I want to hand-optimize the assembly code generated by the compiler. I have spent weeks looking for this on google, to no success. Can anyone help?
Thanks!
I want to hand-optimize the assembly code generated by the compiler. I have spent weeks looking for this on google, to no success. Can anyone help?
Thanks!
http://www.arduino.cc/cgi-bin/yabb2/YaBB.pl?num=1281448690/0
Read this, then in AvrStudio is alot easier to access the assembly file to edit it, but I have doubts that you can optimize the assembly any more than the gcc c compiler, you can optimize the serial, 2wire, adc and some others functions provided by the IDE as c++ and avr's are less efficient than pure c, and taking out a lot of crap that is actuality in those functions as they are made to be easy to use and not made to be code efficient
Is there any other way of doing this more directly, as I run linux/OSX and cannot install AVR Studio?

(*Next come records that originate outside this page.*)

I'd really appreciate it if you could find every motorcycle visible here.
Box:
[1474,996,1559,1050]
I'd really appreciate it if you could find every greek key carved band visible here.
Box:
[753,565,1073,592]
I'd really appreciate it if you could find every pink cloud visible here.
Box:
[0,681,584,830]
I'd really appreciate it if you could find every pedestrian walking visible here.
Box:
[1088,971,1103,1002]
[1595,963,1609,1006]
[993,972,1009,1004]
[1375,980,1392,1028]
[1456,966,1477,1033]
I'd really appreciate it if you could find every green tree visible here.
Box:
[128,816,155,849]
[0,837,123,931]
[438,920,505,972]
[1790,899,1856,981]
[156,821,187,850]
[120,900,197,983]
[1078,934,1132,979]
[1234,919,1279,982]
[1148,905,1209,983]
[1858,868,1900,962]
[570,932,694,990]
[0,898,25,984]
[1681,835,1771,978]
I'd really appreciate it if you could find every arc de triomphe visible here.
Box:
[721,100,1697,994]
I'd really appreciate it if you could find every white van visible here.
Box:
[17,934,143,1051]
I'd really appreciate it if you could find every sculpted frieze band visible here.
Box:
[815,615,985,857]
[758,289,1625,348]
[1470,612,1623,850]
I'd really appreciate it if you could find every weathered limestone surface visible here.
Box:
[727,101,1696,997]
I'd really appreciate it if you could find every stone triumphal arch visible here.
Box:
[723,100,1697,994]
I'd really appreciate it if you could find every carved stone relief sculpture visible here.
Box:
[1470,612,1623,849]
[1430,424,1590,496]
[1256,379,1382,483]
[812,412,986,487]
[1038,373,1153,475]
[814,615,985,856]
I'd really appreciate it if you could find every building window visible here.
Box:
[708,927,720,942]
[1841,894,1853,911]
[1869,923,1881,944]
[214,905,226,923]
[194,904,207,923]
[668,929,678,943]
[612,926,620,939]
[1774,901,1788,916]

Thanks again, and thanks for the quick reply.
Hand optimizing compiler code is a bad idea. This will lead into big trouble. A better idea is to implement the really critical stuff in assembler and use C for the rest.
Learn about direct port manipulation first. You will need it anyway if you intend to code assembler.
This will give a significant performance boost over the digitalWrite stuff.
If this is not sufficient then you might want to know this:
http://www.atmel.com/dyn/resources/prod_documents/DOC1022.PDF.
Of course you will also need to read and understand the datasheet.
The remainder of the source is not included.